Moreover, in light of the problems that have resulted from the use of MTBE and ethanol, it is time to consider alternative oxygenates. Based on its properties, a prime candidate is ETBE. ETBE has about one-third the solubility of MTBE and, thus, represents a greatly reduced threat to groundwater in the event of blended fuel spills or leaks. In addition, ETBE is reported to provide twice the increase in octane rating and significantly greater reductions in tailpipe emissions of VOCs, nitrogen oxides, and carbon monoxide than ethanol. Furthermore, the reduced volatility of ETBE-gasoline blends is suitable for year-round use without costly gasoline refining adjustments for summertime weather, and represents a greatly reduced year-round potential of fire hazards associated with refueling and crashes.

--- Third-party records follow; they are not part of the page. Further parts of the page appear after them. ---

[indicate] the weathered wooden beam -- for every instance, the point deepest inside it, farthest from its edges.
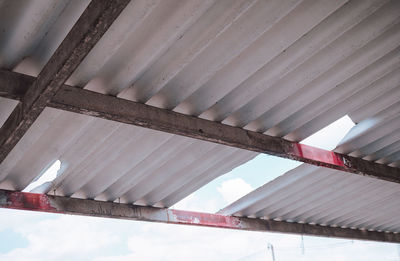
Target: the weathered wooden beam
(112, 108)
(87, 31)
(65, 205)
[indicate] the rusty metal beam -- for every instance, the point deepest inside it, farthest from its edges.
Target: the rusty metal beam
(112, 108)
(65, 205)
(92, 24)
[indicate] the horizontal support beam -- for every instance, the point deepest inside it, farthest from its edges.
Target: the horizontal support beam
(65, 205)
(116, 109)
(87, 31)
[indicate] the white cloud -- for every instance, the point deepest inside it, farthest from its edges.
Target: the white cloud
(233, 189)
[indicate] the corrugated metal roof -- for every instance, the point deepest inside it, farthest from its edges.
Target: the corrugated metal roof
(285, 68)
(309, 194)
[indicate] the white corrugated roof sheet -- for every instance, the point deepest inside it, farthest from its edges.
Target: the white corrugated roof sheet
(313, 195)
(282, 67)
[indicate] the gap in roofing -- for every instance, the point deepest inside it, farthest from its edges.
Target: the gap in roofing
(237, 183)
(45, 178)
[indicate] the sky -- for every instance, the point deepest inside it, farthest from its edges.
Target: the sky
(26, 235)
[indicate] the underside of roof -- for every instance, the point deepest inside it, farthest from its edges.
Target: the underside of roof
(285, 68)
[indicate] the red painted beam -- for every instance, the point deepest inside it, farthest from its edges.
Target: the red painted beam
(65, 205)
(112, 108)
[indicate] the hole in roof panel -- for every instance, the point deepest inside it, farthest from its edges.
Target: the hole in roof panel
(235, 184)
(330, 136)
(45, 178)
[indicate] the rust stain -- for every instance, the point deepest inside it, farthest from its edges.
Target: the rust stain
(204, 219)
(316, 154)
(29, 201)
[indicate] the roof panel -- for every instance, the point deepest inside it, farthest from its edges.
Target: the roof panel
(285, 68)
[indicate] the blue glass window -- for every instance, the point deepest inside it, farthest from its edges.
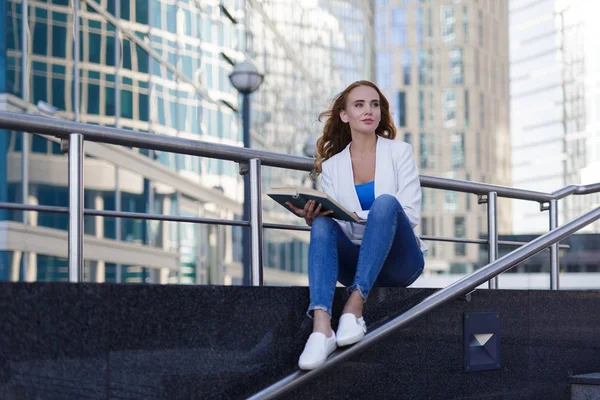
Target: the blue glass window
(40, 36)
(402, 108)
(93, 99)
(59, 41)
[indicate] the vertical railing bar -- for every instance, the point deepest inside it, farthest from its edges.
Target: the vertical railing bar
(554, 260)
(256, 228)
(118, 267)
(25, 135)
(492, 202)
(75, 207)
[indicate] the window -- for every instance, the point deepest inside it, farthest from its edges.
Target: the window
(40, 38)
(456, 67)
(59, 41)
(402, 108)
(421, 109)
(426, 147)
(447, 24)
(460, 249)
(450, 197)
(383, 69)
(381, 29)
(480, 27)
(466, 107)
(424, 226)
(419, 25)
(465, 25)
(476, 66)
(406, 65)
(458, 150)
(481, 111)
(449, 107)
(399, 26)
(423, 67)
(93, 99)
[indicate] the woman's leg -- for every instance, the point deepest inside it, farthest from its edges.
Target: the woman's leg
(328, 246)
(387, 232)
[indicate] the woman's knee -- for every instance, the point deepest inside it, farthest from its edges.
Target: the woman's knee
(322, 226)
(384, 206)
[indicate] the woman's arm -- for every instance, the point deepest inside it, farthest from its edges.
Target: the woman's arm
(407, 182)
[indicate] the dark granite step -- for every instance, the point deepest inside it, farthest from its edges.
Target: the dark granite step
(585, 386)
(101, 341)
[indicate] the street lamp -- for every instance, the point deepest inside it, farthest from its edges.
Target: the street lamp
(246, 79)
(310, 150)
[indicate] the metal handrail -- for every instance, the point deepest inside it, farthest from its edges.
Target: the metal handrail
(458, 288)
(123, 137)
(251, 162)
(214, 221)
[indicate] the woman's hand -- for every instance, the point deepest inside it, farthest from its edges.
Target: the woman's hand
(309, 212)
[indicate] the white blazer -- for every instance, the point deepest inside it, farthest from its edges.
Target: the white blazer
(395, 173)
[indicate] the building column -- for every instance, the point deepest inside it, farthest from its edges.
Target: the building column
(100, 272)
(31, 271)
(16, 266)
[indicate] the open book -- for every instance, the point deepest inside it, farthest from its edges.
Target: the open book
(300, 196)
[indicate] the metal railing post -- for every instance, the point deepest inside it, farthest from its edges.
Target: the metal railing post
(554, 261)
(256, 242)
(492, 234)
(75, 207)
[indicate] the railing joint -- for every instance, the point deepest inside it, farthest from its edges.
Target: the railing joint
(64, 145)
(468, 296)
(243, 168)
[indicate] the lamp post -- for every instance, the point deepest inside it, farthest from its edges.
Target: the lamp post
(310, 150)
(246, 79)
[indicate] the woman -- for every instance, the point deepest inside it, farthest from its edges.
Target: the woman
(369, 173)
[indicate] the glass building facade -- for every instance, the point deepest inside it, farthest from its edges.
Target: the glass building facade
(444, 67)
(162, 67)
(554, 106)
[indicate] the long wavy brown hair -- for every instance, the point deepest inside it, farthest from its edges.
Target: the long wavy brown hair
(336, 133)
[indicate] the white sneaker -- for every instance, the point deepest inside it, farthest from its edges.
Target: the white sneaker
(318, 347)
(350, 329)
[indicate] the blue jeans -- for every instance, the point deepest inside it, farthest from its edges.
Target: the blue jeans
(388, 256)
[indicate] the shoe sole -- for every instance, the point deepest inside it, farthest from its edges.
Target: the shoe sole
(350, 340)
(315, 365)
(308, 367)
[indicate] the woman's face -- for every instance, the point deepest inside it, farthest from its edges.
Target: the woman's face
(362, 111)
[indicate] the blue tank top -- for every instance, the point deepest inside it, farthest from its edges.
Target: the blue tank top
(366, 194)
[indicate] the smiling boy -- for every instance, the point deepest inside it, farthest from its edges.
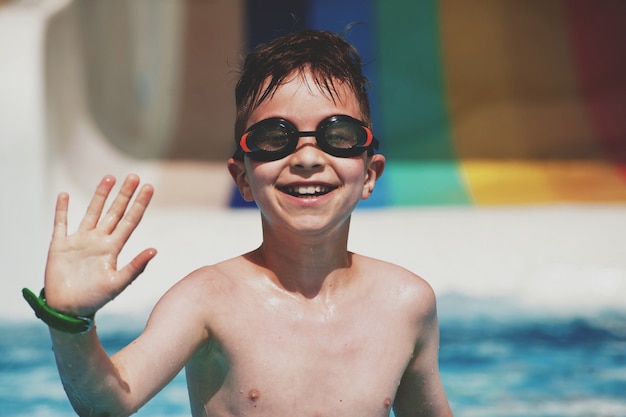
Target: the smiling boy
(298, 327)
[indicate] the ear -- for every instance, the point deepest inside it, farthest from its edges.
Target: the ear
(375, 168)
(238, 171)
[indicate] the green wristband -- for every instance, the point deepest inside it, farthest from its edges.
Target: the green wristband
(54, 319)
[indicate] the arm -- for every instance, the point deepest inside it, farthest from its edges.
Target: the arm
(421, 392)
(81, 277)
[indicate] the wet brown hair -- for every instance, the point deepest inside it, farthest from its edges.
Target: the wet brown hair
(328, 56)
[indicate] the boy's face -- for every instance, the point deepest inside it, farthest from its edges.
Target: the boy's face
(307, 189)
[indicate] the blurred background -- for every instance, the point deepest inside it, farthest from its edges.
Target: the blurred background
(504, 126)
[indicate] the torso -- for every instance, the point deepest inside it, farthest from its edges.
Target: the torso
(275, 354)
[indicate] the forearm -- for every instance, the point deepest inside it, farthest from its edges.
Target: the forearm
(91, 380)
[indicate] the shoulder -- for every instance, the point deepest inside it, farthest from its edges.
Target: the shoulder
(407, 289)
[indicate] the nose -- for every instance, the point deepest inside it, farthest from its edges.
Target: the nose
(308, 155)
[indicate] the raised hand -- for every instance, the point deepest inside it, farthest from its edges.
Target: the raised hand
(82, 273)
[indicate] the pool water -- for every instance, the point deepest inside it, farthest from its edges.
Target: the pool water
(512, 366)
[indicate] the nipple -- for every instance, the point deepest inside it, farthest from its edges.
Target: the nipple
(253, 395)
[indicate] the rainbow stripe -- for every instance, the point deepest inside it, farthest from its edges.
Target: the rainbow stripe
(490, 102)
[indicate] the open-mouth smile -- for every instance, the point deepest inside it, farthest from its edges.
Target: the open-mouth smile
(304, 191)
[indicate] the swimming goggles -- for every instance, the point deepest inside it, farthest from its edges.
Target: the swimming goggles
(275, 138)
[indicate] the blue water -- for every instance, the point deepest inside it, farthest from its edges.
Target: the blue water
(491, 367)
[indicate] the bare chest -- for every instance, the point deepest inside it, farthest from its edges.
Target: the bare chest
(280, 362)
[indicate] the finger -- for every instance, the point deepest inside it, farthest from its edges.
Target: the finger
(118, 208)
(134, 214)
(60, 216)
(94, 210)
(135, 267)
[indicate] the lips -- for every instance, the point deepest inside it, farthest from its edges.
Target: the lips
(306, 190)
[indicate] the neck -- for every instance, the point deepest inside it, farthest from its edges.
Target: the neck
(309, 265)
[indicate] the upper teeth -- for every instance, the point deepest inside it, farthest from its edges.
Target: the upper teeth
(310, 189)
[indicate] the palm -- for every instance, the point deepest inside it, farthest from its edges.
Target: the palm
(81, 272)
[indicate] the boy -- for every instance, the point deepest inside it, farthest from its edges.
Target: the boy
(299, 326)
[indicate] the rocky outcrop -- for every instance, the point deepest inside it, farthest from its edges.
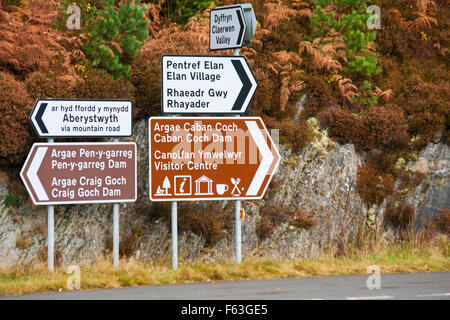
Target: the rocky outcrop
(433, 194)
(319, 181)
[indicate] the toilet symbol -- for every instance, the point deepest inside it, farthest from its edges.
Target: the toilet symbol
(183, 185)
(164, 189)
(235, 192)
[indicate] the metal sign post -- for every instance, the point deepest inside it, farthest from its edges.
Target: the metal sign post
(116, 230)
(174, 220)
(237, 213)
(50, 234)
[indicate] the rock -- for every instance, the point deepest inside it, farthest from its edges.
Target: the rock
(433, 194)
(319, 181)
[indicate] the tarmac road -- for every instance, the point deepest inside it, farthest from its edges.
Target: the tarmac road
(420, 286)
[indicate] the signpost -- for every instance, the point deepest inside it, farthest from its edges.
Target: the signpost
(70, 173)
(82, 118)
(70, 183)
(218, 158)
(227, 28)
(206, 85)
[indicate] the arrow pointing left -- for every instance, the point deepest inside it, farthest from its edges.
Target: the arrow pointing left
(40, 113)
(82, 118)
(32, 176)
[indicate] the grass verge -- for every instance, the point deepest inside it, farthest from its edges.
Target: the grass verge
(397, 258)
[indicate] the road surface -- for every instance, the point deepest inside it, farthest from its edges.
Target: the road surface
(393, 286)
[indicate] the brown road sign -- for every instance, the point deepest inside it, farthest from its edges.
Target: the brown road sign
(68, 173)
(214, 158)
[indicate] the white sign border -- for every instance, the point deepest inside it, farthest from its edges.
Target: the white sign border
(205, 113)
(243, 21)
(46, 144)
(206, 199)
(43, 135)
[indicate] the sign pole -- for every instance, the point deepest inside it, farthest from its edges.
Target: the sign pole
(174, 219)
(116, 239)
(237, 212)
(50, 234)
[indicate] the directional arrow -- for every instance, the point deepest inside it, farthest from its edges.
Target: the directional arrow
(206, 84)
(242, 26)
(202, 158)
(66, 173)
(246, 85)
(32, 176)
(82, 118)
(40, 113)
(227, 28)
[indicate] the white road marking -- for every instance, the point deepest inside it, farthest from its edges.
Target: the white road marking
(369, 298)
(434, 295)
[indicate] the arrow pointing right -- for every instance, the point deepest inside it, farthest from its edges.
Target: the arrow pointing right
(246, 85)
(267, 158)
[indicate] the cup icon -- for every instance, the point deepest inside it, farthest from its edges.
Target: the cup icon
(221, 188)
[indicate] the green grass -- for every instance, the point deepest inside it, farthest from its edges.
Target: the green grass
(397, 258)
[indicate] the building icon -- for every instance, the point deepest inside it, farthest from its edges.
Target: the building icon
(203, 186)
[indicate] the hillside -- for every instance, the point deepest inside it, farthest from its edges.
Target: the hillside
(363, 117)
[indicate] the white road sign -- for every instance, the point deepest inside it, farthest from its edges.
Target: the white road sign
(82, 118)
(206, 84)
(227, 28)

And, because it's produced using ethanol, ETBE would also continue to benefit corn growers. In addition, converting ethanol to ETBE can be done at refineries using virtually the same equipment now used to make MTBE. This would preserve capital and keep the refining industry active in producing oxygenates. Moreover, blending at the refinery would save transportation costs and reduce overall environmental threats.

Of course, ETBE or any other alternative oxygenate should undergo strenuous testing and assessment to ensure that the unintended consequences that have followed in the wake of MTBE and ethanol are not repeated. Our collective failure to carry out such a comprehensive review when the 1990 CAA amendments were enacted has cost us dearly. It's time to take corrective action.

Robert R. Swank Jr., Ph. D., was a senior researcher and research manager over a 28-year career at the US Environmental Protection Agency.